Dopo esserselo ripassato dalla testa ai piedi con una lunga occhiata ammirata, Isa si rivolse ad Anna: “Non mi dire …?!!”
“Non te lo dico, infatti: è un amico, un amico d’infanzia”, disse “me lo ritrovo davanti dopo anni e devo convenire che è uno splendore!”
“Dev’essere cambiato qualcosa in questa città”, sorrise lui, “un tempo erano gli uomini a fare questo genere di complimenti”. Poi, aggiunse: “Posso offrirvi un caffè?”
“Prima vieni a dare un’occhiata a queste!” Anna lo tirò per la manica della giacca, costringendolo ad avvicinarsi ai resti delle tombe messapiche portate alla luce nel cortile della costruzione che li ospitava: un avamposto militare, più che un vero maniero, che l’imperatore sul cui regno non tramontava mai il sole aveva fatto erigere a difesa di un territorio, parte dei suoi domini. Per Marco fu come andare indietro negli anni. Si rivide appena dodicenne, dentro la canicola di un pomeriggio d’agosto, a cavallo di una bici scassata, con Anna ritta in piedi, le mani appoggiate alle sue spalle adolescenti, che gli impartiva ammonizioni ridendo: buca a destra, ore tre! Attento! Spuntone a sinistra, ore nove! Ma dove vai? Aiutoooo, così mi fai cadere!!!! E giù nel fosso entrambi, fra erbacce e terrapieni, all’interno di uno strano contenitore che aveva tutta l’aria di essere un antico sarcofago privo di pietra tombale. Dei Messapi, antichissimo popolo proveniente dall’Illiria e stanziatosi in Puglia intorno all’XI secolo avanti Cristo, non avevano sentito parlare nemmeno a scuola e dunque la scoperta di quella che poteva essere una tomba gli era sembrata tutta propria. Eccitante quanto il colare a picco del sole sull’orizzonte degli ulivi in fondo alla campagna deserta, un velo di polvere alzato dallo scirocco radente sui sassi e gli sterpi. Riemerse da quei ricordi, gli occhi affondati negli occhi di lei, solo per incontrare quella sua risata forte, fresca, ancora intatta e infantile: “Bei tempi, eh? Quante ne abbiamo scoperte di queste, noi due, allora?”

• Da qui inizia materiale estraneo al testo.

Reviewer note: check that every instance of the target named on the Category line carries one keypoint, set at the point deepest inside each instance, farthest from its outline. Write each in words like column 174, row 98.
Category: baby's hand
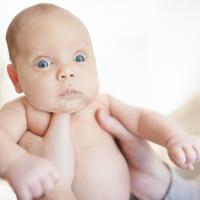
column 31, row 177
column 184, row 151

“Non sapevamo bene neanche cosa fossero, ma che affascinante mistero irradiava da quei fossi!”
“Il senso della vita e della morte che si affaccia alla coscienza ancora intatta di due adolescenti, animati dal desiderio della scoperta…”
“Ma che discorsi fate?!” Si intromise, Giulia. E il coro delle amiche si levò unanime: “Allora, questo caffè?”